Impact 2018 World Cup preview: Can Belgium, England meet expectations?

Impact Sports continues its preview of the 2018 World Cup with a look at Group G. A preview of Group F can be found here.

Perhaps the most top-heavy of the groups, Group G features a tournament favorite in Belgium, a young, talented England squad and two relative unknowns in Panama and Tunisia. To make a long story short, either of those two qualifying for the knockout stage would be remarkable.

Belgium (FIFA ranking: 3)

Overview: This is the most talented team Belgium has brought to a World Cup, plain and simple. They are creative in midfield, solid in defense and have plenty of attacking options up front. Former Everton manager Roberto Martinez leads the way, and if he can get his tactics right, there should be another quarterfinal appearance on the cards with the chance to do something no Belgian team has done before.

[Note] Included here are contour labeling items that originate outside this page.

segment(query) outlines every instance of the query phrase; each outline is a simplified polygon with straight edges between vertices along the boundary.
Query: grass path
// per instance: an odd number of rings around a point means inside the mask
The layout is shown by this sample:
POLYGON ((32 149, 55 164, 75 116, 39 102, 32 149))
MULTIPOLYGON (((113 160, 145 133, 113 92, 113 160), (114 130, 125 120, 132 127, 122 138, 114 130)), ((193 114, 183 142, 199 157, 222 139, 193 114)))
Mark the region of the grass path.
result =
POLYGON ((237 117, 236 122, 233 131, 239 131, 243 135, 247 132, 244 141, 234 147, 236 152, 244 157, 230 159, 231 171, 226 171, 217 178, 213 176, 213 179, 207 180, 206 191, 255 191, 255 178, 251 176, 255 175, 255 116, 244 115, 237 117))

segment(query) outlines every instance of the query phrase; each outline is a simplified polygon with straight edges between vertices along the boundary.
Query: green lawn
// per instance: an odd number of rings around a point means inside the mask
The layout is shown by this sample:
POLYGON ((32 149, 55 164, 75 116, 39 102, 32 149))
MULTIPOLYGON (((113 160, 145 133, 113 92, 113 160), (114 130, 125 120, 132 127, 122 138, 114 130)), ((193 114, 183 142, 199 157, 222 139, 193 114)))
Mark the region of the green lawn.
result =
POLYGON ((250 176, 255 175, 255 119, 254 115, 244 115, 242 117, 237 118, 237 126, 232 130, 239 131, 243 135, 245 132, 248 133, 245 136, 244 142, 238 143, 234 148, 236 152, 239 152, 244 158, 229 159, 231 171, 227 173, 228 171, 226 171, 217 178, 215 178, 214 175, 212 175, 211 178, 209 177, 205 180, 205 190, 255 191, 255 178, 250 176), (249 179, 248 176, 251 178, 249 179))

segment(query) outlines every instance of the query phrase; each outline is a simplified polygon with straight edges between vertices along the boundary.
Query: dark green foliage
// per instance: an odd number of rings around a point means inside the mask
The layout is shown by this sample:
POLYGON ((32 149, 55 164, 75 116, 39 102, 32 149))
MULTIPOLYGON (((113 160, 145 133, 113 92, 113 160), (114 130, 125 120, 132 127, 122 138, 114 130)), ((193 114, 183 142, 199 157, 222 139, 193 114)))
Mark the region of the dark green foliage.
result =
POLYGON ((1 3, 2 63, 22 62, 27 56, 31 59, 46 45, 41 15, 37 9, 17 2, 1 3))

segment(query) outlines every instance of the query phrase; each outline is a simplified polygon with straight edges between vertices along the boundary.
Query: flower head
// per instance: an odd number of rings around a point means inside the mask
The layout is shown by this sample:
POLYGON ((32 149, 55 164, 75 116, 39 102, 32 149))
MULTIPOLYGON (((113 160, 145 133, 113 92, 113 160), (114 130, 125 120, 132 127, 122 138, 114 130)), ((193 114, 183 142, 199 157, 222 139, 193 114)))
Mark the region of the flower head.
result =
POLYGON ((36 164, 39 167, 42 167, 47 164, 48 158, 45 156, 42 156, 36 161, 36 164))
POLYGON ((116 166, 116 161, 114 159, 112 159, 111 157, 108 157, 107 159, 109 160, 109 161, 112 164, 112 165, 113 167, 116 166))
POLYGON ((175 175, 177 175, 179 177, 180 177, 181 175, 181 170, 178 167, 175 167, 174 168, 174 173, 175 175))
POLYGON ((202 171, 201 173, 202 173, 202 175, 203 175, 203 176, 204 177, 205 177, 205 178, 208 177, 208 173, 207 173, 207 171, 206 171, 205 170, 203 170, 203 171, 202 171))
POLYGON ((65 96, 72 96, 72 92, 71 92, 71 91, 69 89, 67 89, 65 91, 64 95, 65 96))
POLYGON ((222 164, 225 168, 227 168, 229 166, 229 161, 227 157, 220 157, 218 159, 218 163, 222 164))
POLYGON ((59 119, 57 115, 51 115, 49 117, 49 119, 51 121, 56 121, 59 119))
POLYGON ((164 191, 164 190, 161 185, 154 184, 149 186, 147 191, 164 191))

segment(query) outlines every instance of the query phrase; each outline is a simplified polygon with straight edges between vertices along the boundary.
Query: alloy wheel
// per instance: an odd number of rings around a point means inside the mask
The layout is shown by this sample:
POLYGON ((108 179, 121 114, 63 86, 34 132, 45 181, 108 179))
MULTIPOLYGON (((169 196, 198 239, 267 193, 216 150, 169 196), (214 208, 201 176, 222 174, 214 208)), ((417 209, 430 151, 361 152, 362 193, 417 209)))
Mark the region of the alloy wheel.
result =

Star player: Winger Eden Hazard, Chelsea (England)

Hazard is one of about three different options for this nomination, as Manchester City (England)’s Kevin de Bruyne and Tottenham (England)’s Jan Vertonghen could just as easily be named. Hazard is Belgium’s playmaker, whether it’s using his speed to blow by defenders or finding inch-perfect passes from the wing. A big tournament for Hazard should mean a big tournament for his nation.

Biggest question: Can Martinez set his team up correctly?

Personally speaking as an Everton supporter, Martinez was at times reckless with his tactics, especially going forward. There is a set of Belgian fans who still haven’t quite accepted Martinez after his failures in England, and while his teams have played attractive, attacking soccer in the past, teams must be perfect to win world titles. With Martinez at the helm, playing four straight perfect games in the knockout stage seems like a tough ask.

Best-case scenario: The golden generation of Belgians pushes themselves past a second-place pushover from Group H, defeats Brazil in the quarterfinals and hangs tight with France in the semifinals. A world title is not out of the question as a result.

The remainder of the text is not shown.